Olympics: Jamaica drug war a 'model'

Jamaican sprinters Yohan Blake (left) and Nickel Ashmeade are among the stars who have faced new blood testing procedures at home.
Jamaican sprinters Yohan Blake (left) and Nickel Ashmeade are among the stars who have faced new blood testing procedures at home.PHOTO: REUTERS

Anti-doping regimen has strong echo for other nations, says its Olympic body's head

KINGSTON • Rio-bound athletes from Jamaica, a nation that is no stranger to doping scandals, went through a drug-testing programme which the head of the Jamaica Olympic Association (JOA) calls a "model for many other countries".

The tiny nation known for producing dominant sprinters has not veered off course since receiving high marks from the World Anti-Doping Agency (Wada) early last year in its efforts towards beefing up drug testing, according to JOA head Mike Fennell.

"We're satisfied that Jamaica has been carrying its responsibility for testing and monitoring anti-doping procedures which can be a model for many other countries," he said, after Jamaica unveiled its 63-member delegation for the Aug 5-21 Olympics.

"I'm very happy to tell you that this is going on so that Jamaica has no fear as far as the organisation of anti-doping matters is concerned."

The Jamaica Anti-Doping Commission (Jadco) has improved testing since a Wada team visited the Caribbean nation in 2013 and carried out a forensic audit following positive tests by Olympic and World Championships medallists Asafa Powell, Sherone Simpson and Veronica Campbell-Brown.

Since that time, only cricketers Andre Russell and Odean Brown have committed anti-doping whereabouts violations.

Jadco now has a new board after the previous one resigned in the wake of a drug-testing crisis in 2013 and it introduced blood testing last year in its ongoing fight against drugs in sport.

Fennell also said athletes and officials heading to Rio will be briefed to ensure the Jamaican delegation will be fully up to speed as far as drug testing is concerned.

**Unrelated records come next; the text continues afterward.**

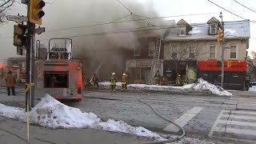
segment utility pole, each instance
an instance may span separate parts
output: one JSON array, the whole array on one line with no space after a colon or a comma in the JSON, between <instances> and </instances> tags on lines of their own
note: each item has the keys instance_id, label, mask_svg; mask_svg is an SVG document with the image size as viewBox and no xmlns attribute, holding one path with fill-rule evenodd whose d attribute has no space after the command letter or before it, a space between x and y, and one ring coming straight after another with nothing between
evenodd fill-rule
<instances>
[{"instance_id":1,"label":"utility pole","mask_svg":"<svg viewBox=\"0 0 256 144\"><path fill-rule=\"evenodd\" d=\"M43 0L27 0L27 17L29 21L27 22L27 47L26 47L26 82L29 90L26 93L26 106L28 104L29 110L31 107L34 107L34 45L35 45L35 33L38 30L35 30L35 24L42 25L42 18L45 15L45 12L42 11L42 7L46 5ZM40 28L38 32L40 31ZM41 32L42 33L42 32ZM40 33L40 34L41 34Z\"/></svg>"},{"instance_id":2,"label":"utility pole","mask_svg":"<svg viewBox=\"0 0 256 144\"><path fill-rule=\"evenodd\" d=\"M219 14L219 18L222 18L222 80L221 80L221 86L222 88L224 88L224 22L223 22L223 20L222 20L222 12L220 13Z\"/></svg>"}]
</instances>

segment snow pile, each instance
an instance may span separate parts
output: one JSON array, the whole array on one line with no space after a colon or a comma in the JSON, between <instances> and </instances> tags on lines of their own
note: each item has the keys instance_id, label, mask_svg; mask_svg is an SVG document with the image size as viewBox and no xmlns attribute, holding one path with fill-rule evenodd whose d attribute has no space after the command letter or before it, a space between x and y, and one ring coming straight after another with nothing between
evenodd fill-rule
<instances>
[{"instance_id":1,"label":"snow pile","mask_svg":"<svg viewBox=\"0 0 256 144\"><path fill-rule=\"evenodd\" d=\"M101 88L110 88L110 82L99 82ZM117 89L121 89L121 82L117 82ZM197 83L189 84L183 86L156 86L146 84L130 84L127 86L129 90L152 90L152 91L169 91L174 93L193 93L202 92L222 96L231 96L232 94L224 90L222 87L209 83L208 82L198 78Z\"/></svg>"},{"instance_id":2,"label":"snow pile","mask_svg":"<svg viewBox=\"0 0 256 144\"><path fill-rule=\"evenodd\" d=\"M198 78L198 83L192 85L191 88L195 91L210 91L216 95L232 96L231 93L225 90L222 87L210 84L202 78Z\"/></svg>"},{"instance_id":3,"label":"snow pile","mask_svg":"<svg viewBox=\"0 0 256 144\"><path fill-rule=\"evenodd\" d=\"M26 113L24 109L7 106L0 104L0 115L26 122ZM122 121L110 119L102 122L93 113L82 113L79 109L66 106L46 94L30 112L30 122L49 128L93 128L113 132L122 132L152 138L156 140L166 140L143 127L132 126Z\"/></svg>"},{"instance_id":4,"label":"snow pile","mask_svg":"<svg viewBox=\"0 0 256 144\"><path fill-rule=\"evenodd\" d=\"M194 27L194 28L192 29L192 30L189 31L189 34L195 34L200 33L201 30L197 30L197 29L198 29L198 27Z\"/></svg>"},{"instance_id":5,"label":"snow pile","mask_svg":"<svg viewBox=\"0 0 256 144\"><path fill-rule=\"evenodd\" d=\"M93 113L82 113L79 109L67 106L50 95L46 95L30 113L30 123L54 129L93 127L100 122Z\"/></svg>"}]
</instances>

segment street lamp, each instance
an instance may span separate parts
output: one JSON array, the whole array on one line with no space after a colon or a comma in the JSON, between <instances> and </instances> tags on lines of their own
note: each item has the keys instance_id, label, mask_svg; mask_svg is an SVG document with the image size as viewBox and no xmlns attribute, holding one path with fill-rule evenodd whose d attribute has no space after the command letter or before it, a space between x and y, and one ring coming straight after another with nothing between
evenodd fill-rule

"The whole world of sports today is dealing with doping or anti-doping issues and Jamaica is no different," said Fennell. "I'd like to make everyone know that from the beginning of this year, we have been in collaboration with Jadco in terms of having a robust testing arrangement, reviewing the registered testing pool for athletes."

Meanwhile, Kenya is investigating newspaper allegations that doctors from the country supplied prohibited performance-enhancing drugs to British athletes.

Undercover footage taken by London's Sunday Times showed two Kenyan doctors and an associate claiming that they had given British athletes erythropoietin (EPO), a banned blood-boosting drug.

Kenyan Sports Minister Hassan Wario said the government has asked the Anti-Doping Agency of Kenya to contact its British counterpart, UK Anti-Doping, to provide it with information and help in any further investigations.

"We have started investigations," Mr Wario said at the launch of a pre-Olympics training camp on Tuesday. "We are taking these allegations very seriously... with the Olympics only days away."